In film, the principle of a matte requires masking certain areas of the film emulsion to selectively control which areas are exposed. However, many complex special-effects scenes have included dozens of discrete image elements, requiring very complex use of mattes.

For an example of a simple matte, we may wish to depict a group of actors in front of a store, with a massive city visible above the store's roof. We would have two images-- the actors on the set, and the image of the city-- to combine onto a third. This would require two masks/mattes. One would mask everything above the store's roof, and the other would mask everything below it. By using these masks/mattes when copying these images onto the third, we can combine the images without creating ghostly double-exposures. In film, this is an example of a static matte, where the shape of the mask does not change from frame to frame.

Other shots may require mattes that change, to mask the shapes of moving objects such as human beings or spaceships. These are known as travelling mattes. Travelling mattes enable greater freedom of composition and movement, but they are also more difficult to accomplish. Bluescreen techniques, originally invented by Petro Vlahos, are probably the best known techniques for creating travelling mattes, although rotoscoping and multiple motion control passes have also been used in the past.

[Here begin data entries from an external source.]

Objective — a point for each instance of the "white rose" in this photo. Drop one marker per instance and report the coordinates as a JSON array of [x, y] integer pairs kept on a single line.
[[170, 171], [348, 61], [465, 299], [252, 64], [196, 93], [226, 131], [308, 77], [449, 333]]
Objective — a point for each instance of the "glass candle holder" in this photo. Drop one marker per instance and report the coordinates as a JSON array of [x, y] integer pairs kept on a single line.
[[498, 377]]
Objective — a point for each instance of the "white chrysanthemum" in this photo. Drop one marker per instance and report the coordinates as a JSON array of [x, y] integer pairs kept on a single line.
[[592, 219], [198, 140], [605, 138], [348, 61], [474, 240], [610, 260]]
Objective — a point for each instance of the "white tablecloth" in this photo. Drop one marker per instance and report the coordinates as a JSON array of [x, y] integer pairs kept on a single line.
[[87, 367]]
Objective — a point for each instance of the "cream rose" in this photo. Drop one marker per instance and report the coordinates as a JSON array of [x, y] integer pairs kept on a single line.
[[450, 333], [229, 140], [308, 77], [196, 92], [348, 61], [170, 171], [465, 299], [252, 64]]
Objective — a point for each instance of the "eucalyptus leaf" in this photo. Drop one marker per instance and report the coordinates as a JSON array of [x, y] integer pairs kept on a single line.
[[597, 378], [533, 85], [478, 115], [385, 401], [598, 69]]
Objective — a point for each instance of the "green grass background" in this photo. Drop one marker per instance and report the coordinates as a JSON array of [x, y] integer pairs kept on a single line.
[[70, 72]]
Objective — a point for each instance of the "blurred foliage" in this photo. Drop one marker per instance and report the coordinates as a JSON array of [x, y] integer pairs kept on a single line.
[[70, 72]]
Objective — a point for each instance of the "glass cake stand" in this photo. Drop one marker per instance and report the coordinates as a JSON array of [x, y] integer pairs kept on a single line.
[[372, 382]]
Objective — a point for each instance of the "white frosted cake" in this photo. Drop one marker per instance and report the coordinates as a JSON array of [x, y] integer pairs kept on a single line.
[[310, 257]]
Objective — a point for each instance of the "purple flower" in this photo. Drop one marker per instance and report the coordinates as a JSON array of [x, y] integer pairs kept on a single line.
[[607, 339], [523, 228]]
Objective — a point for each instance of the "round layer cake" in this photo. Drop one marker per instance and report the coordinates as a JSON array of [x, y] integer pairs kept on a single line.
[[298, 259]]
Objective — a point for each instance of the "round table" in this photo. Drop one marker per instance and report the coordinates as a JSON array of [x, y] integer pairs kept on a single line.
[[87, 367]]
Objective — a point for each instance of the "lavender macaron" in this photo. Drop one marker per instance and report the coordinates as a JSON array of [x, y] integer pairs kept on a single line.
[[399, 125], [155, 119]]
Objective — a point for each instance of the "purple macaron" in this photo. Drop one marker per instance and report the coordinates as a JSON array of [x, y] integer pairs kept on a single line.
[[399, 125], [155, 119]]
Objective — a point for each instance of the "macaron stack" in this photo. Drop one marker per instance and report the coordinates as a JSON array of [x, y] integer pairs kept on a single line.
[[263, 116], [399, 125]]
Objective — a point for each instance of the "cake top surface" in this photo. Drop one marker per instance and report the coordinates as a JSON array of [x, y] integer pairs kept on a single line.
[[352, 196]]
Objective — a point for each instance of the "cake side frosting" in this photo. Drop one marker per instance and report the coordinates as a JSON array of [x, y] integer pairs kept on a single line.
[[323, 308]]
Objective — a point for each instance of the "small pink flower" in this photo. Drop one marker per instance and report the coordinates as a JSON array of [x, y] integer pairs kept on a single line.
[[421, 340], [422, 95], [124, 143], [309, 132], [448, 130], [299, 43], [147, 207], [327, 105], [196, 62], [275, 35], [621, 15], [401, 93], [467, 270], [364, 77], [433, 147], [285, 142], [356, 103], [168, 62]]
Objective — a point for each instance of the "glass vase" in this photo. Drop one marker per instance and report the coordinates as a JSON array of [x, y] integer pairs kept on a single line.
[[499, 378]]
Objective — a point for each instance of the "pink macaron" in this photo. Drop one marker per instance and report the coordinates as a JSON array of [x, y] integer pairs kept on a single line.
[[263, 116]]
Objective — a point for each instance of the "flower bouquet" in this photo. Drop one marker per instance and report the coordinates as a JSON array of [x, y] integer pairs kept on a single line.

[edit] Mattes and widescreen filming

Another use of mattes in filmmaking is to create a widescreen effect. In this process, the top and bottom of a standard frame are matted out, or masked, with black bars, i.e. the film print has a thick frame line. Then the frame within the full frame is enlarged to fill a screen when projected in a theater.

Thus, in "masked widescreen" an image with an aspect ratio of 1.85:1 is created by using a standard, 1.33:1 frame and matting out the top and bottom. If the image is matted during the filming process it is called a "hard matte." In contrast, if the full frame is filled during filming and the projectionist is relied upon to matte out the top and bottom in the theater, it is referred to as a "soft matte."

In video, a similar effect is often used to present widescreen films on a conventional, 1.33:1 television screen. In this case, the process is called letterboxing. For video transfers, transferring a "soft matte" film to a home video format with the full frame exposed, thus removing the mattes at the top and bottom, is referred to as an "open matte transfer." In contrast, transferring a "soft matte" film to a home video format with the theatrical mattes intact is referred to as a "closed matte transfer."

[edit] Garbage matte

A "garbage matte" is often hand-drawn, sometimes very quickly made, and can be used to exclude parts of an image that a procedural process, such as bluescreen, would not remove. The name stems from the fact that the matte removes "garbage" from the procedurally produced image. This "garbage" might include a rig that is holding a model or the lighting grid above the top edge of the bluescreen. Garbage mattes can also be used to include parts of the image that might otherwise have been removed by the bluescreen, such as too much blue reflecting on a shiny model ("blue spill").